Question

If $\alpha$ and $\beta$ are non-real numbers satisfying $x^3 - 1 = 0$, then the value of $$\left| \begin{matrix} \lambda+1 & \alpha & \beta \\ \beta & \lambda + \beta & 1 \\ 1 & \lambda + \alpha & \lambda + \alpha \end{matrix} \right|$$ is:

• A. 0
• B. $\lambda^3$
• C. $\lambda^3 + 1$
• D. $\lambda^3 - 1$

Hint:

For determinants involving cubic equations, simplify using the roots of the equation and apply the determinant rules accordingly.

Answer 1

The Correct Option is B

The determinant of the matrix is calculated, and we are given that $\alpha$ and $\beta$ satisfy the equation $x^3 - 1 = 0$. This equation implies that both $\alpha$ and $\beta$ are roots of the equation $x^3 = 1$, meaning that they are cube roots of unity. These roots can be expressed as $\alpha = 1$, $\beta = \omega$, and $\omega^2$, where $\omega$ is a primitive cube root of unity.

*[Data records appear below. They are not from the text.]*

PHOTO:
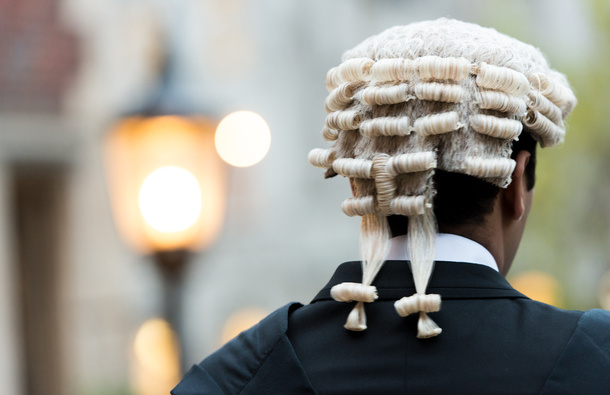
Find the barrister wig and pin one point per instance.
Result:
(432, 95)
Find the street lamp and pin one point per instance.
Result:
(167, 187)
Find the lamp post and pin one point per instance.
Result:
(167, 186)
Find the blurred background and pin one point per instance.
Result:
(98, 299)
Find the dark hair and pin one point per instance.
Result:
(461, 199)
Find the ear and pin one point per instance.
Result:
(514, 196)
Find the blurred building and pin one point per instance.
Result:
(72, 294)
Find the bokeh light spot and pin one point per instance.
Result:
(243, 138)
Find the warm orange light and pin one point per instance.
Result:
(156, 367)
(539, 286)
(170, 199)
(166, 181)
(243, 138)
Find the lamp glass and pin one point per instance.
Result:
(170, 199)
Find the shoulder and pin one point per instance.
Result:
(236, 365)
(584, 364)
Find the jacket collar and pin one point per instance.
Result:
(452, 280)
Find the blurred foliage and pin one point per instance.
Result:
(567, 234)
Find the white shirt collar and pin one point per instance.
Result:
(449, 248)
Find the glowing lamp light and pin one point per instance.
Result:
(167, 183)
(243, 138)
(170, 199)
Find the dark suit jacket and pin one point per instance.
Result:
(494, 341)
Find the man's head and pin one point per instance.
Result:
(428, 122)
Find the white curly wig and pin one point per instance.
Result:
(440, 94)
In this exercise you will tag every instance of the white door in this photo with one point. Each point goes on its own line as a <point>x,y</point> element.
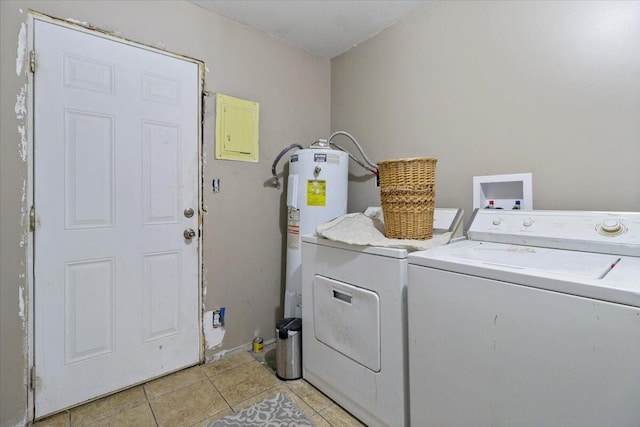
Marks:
<point>116,135</point>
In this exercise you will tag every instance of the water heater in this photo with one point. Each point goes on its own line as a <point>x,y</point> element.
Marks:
<point>316,193</point>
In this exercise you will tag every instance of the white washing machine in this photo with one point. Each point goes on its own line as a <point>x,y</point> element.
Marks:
<point>533,321</point>
<point>354,340</point>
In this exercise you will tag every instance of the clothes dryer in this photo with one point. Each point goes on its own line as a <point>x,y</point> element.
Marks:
<point>355,326</point>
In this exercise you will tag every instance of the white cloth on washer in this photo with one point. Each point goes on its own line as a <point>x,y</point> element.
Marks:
<point>363,230</point>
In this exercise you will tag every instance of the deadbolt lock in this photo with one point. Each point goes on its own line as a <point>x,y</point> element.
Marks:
<point>189,234</point>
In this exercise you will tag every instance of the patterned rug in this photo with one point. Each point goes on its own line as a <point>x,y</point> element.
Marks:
<point>275,411</point>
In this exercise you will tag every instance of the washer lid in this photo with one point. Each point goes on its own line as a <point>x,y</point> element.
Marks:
<point>567,263</point>
<point>604,277</point>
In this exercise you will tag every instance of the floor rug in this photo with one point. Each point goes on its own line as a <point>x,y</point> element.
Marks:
<point>274,411</point>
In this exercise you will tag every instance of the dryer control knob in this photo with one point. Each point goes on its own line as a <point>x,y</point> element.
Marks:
<point>610,226</point>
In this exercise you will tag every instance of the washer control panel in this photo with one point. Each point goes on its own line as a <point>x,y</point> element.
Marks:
<point>604,232</point>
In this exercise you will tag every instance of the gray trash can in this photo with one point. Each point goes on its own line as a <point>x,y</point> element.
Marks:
<point>289,348</point>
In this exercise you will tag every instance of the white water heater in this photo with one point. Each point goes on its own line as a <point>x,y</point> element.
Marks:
<point>316,193</point>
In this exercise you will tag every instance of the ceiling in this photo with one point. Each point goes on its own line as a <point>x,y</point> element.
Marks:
<point>325,28</point>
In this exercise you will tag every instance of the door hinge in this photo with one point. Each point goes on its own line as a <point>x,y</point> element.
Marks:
<point>32,219</point>
<point>32,61</point>
<point>32,379</point>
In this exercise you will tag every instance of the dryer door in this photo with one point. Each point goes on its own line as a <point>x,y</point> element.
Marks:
<point>347,319</point>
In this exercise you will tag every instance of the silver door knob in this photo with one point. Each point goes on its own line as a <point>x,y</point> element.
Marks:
<point>189,234</point>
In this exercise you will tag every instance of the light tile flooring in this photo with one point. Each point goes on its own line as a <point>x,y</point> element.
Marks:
<point>202,394</point>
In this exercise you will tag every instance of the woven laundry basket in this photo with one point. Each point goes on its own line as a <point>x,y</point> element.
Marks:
<point>407,195</point>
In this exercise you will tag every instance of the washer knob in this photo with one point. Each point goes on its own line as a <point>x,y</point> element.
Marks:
<point>610,226</point>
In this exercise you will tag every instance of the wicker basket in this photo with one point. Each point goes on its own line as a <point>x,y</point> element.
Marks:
<point>407,193</point>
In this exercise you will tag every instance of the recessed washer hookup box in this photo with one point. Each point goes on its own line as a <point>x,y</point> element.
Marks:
<point>510,191</point>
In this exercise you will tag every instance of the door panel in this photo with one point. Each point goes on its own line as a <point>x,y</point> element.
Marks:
<point>116,135</point>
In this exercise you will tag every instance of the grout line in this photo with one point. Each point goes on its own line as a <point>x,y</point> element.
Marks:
<point>146,396</point>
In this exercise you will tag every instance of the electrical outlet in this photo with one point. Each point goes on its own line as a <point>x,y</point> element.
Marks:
<point>218,317</point>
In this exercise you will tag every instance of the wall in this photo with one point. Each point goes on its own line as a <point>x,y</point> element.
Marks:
<point>547,87</point>
<point>243,228</point>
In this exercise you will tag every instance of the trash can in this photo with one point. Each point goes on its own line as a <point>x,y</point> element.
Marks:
<point>289,348</point>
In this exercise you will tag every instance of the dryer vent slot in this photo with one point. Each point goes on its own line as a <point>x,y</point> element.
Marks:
<point>342,296</point>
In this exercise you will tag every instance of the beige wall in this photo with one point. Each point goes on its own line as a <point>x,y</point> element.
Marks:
<point>243,227</point>
<point>547,87</point>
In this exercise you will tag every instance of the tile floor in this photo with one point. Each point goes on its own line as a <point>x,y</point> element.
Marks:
<point>202,394</point>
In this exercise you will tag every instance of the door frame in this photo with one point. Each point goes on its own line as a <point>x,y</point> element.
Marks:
<point>29,186</point>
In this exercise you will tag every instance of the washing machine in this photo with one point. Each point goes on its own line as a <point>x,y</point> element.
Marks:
<point>532,321</point>
<point>354,340</point>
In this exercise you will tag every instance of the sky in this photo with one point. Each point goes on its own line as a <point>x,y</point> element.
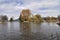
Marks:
<point>13,8</point>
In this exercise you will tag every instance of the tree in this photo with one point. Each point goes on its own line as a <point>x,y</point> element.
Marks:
<point>11,19</point>
<point>38,18</point>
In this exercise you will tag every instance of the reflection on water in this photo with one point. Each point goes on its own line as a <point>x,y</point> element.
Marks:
<point>29,31</point>
<point>26,30</point>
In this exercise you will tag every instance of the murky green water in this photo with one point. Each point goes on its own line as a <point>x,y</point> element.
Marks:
<point>29,31</point>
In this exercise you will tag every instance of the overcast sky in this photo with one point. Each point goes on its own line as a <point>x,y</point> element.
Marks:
<point>12,8</point>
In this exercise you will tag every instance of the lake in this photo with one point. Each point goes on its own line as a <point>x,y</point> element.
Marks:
<point>29,31</point>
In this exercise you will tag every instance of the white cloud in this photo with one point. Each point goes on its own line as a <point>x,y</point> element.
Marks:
<point>14,9</point>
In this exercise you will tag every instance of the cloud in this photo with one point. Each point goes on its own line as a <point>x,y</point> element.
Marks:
<point>43,7</point>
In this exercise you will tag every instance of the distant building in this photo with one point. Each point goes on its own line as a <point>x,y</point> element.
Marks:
<point>25,14</point>
<point>3,18</point>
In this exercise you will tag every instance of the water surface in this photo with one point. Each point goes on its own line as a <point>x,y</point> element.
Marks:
<point>29,31</point>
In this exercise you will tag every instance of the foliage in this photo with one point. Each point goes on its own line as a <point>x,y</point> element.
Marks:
<point>11,19</point>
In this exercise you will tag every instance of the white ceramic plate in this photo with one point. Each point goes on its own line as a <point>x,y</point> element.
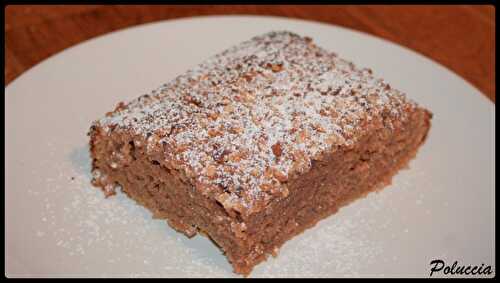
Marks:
<point>57,224</point>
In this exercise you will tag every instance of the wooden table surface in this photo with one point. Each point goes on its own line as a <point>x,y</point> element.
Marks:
<point>461,38</point>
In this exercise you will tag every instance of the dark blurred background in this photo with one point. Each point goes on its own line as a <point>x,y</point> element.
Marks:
<point>460,37</point>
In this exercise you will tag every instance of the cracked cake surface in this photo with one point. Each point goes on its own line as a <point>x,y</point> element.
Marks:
<point>245,122</point>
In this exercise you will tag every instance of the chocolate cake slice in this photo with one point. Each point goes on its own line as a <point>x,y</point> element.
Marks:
<point>257,144</point>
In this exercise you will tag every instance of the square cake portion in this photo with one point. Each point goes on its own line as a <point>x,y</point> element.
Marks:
<point>257,144</point>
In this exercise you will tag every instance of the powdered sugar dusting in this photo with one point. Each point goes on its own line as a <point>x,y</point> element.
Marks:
<point>246,120</point>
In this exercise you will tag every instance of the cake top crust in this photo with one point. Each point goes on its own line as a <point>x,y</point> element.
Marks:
<point>244,122</point>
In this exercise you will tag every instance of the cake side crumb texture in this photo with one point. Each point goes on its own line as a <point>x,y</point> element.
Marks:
<point>246,121</point>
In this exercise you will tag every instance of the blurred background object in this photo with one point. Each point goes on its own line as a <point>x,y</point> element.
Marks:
<point>460,37</point>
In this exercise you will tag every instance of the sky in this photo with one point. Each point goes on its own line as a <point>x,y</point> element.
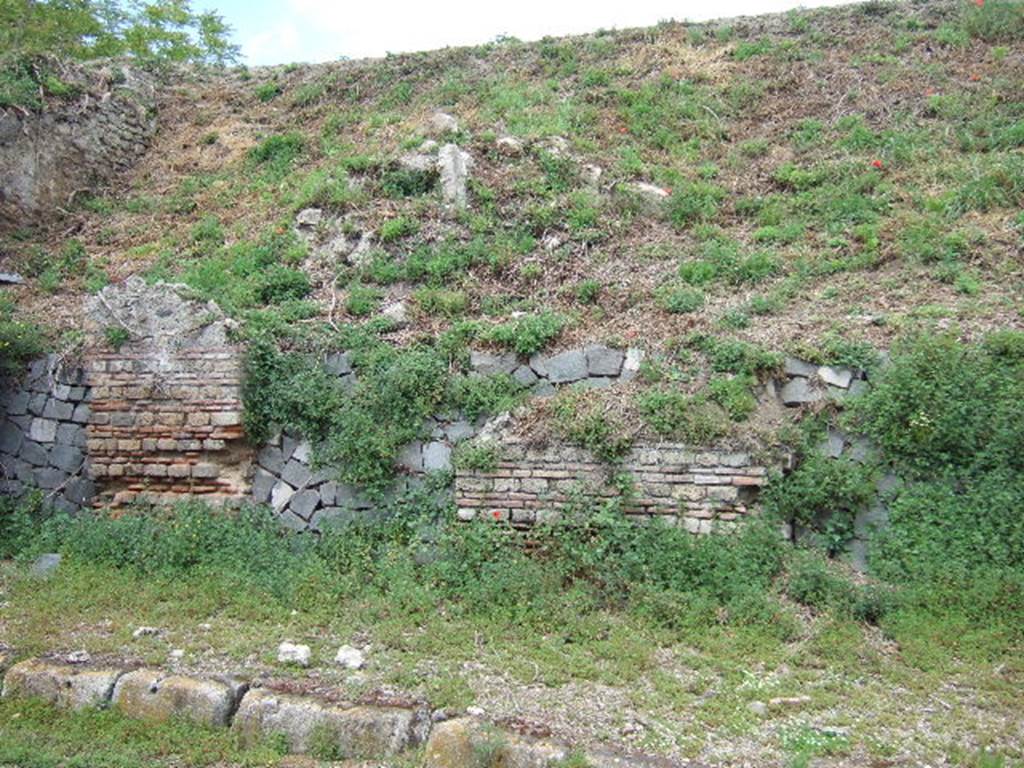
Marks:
<point>285,31</point>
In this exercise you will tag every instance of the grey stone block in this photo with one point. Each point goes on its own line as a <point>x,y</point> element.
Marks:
<point>43,430</point>
<point>306,723</point>
<point>58,410</point>
<point>602,360</point>
<point>67,458</point>
<point>34,454</point>
<point>18,403</point>
<point>833,444</point>
<point>631,366</point>
<point>491,365</point>
<point>48,478</point>
<point>80,491</point>
<point>328,493</point>
<point>338,364</point>
<point>65,686</point>
<point>157,697</point>
<point>330,517</point>
<point>857,387</point>
<point>71,434</point>
<point>543,389</point>
<point>288,445</point>
<point>303,452</point>
<point>459,431</point>
<point>296,473</point>
<point>11,438</point>
<point>291,520</point>
<point>860,450</point>
<point>595,382</point>
<point>837,377</point>
<point>799,391</point>
<point>25,472</point>
<point>45,565</point>
<point>281,495</point>
<point>37,403</point>
<point>524,376</point>
<point>304,503</point>
<point>262,485</point>
<point>271,459</point>
<point>794,367</point>
<point>563,368</point>
<point>436,457</point>
<point>411,457</point>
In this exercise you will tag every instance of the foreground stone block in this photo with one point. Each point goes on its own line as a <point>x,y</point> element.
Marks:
<point>150,694</point>
<point>62,685</point>
<point>353,732</point>
<point>467,741</point>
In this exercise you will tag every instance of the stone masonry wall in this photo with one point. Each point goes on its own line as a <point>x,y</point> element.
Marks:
<point>305,498</point>
<point>48,156</point>
<point>43,434</point>
<point>166,416</point>
<point>696,487</point>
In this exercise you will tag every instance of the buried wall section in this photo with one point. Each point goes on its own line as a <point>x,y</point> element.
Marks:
<point>159,419</point>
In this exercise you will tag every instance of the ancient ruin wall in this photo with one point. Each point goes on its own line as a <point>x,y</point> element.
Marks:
<point>71,146</point>
<point>166,410</point>
<point>696,487</point>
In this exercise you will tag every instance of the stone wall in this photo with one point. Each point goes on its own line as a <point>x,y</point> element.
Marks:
<point>166,418</point>
<point>306,498</point>
<point>71,146</point>
<point>43,421</point>
<point>697,487</point>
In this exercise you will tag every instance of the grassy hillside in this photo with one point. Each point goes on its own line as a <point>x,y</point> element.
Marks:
<point>834,177</point>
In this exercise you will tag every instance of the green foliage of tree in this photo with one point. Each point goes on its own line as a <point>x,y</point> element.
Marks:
<point>37,35</point>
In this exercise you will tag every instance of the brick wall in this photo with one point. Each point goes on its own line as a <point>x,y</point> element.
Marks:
<point>694,487</point>
<point>166,426</point>
<point>166,418</point>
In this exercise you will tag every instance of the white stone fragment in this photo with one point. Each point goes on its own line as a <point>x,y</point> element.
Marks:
<point>349,657</point>
<point>294,653</point>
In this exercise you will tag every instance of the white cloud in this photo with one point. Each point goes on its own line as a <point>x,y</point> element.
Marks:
<point>332,29</point>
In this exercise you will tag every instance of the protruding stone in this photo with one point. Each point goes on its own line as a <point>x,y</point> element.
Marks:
<point>795,367</point>
<point>349,657</point>
<point>303,504</point>
<point>563,368</point>
<point>799,391</point>
<point>294,653</point>
<point>339,364</point>
<point>397,312</point>
<point>43,430</point>
<point>441,123</point>
<point>357,732</point>
<point>45,565</point>
<point>296,473</point>
<point>436,457</point>
<point>602,360</point>
<point>837,377</point>
<point>631,366</point>
<point>262,485</point>
<point>524,376</point>
<point>454,166</point>
<point>65,686</point>
<point>150,694</point>
<point>281,495</point>
<point>486,364</point>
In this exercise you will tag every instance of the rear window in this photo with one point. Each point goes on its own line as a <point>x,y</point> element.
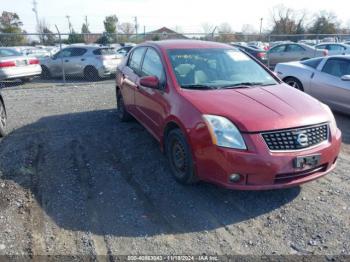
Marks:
<point>312,62</point>
<point>8,52</point>
<point>104,51</point>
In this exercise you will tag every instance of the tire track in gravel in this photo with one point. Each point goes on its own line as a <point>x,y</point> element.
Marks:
<point>35,221</point>
<point>100,249</point>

Given this, the determinant simplifies to $\lambda^3$, which indicates that the determinant is a function of the eigenvalues of the matrix, and it is raised to the third power. This suggests that the matrix has a characteristic structure tied to the properties of cube roots of unity.

Therefore, the simplified determinant of the matrix is $\lambda^3$.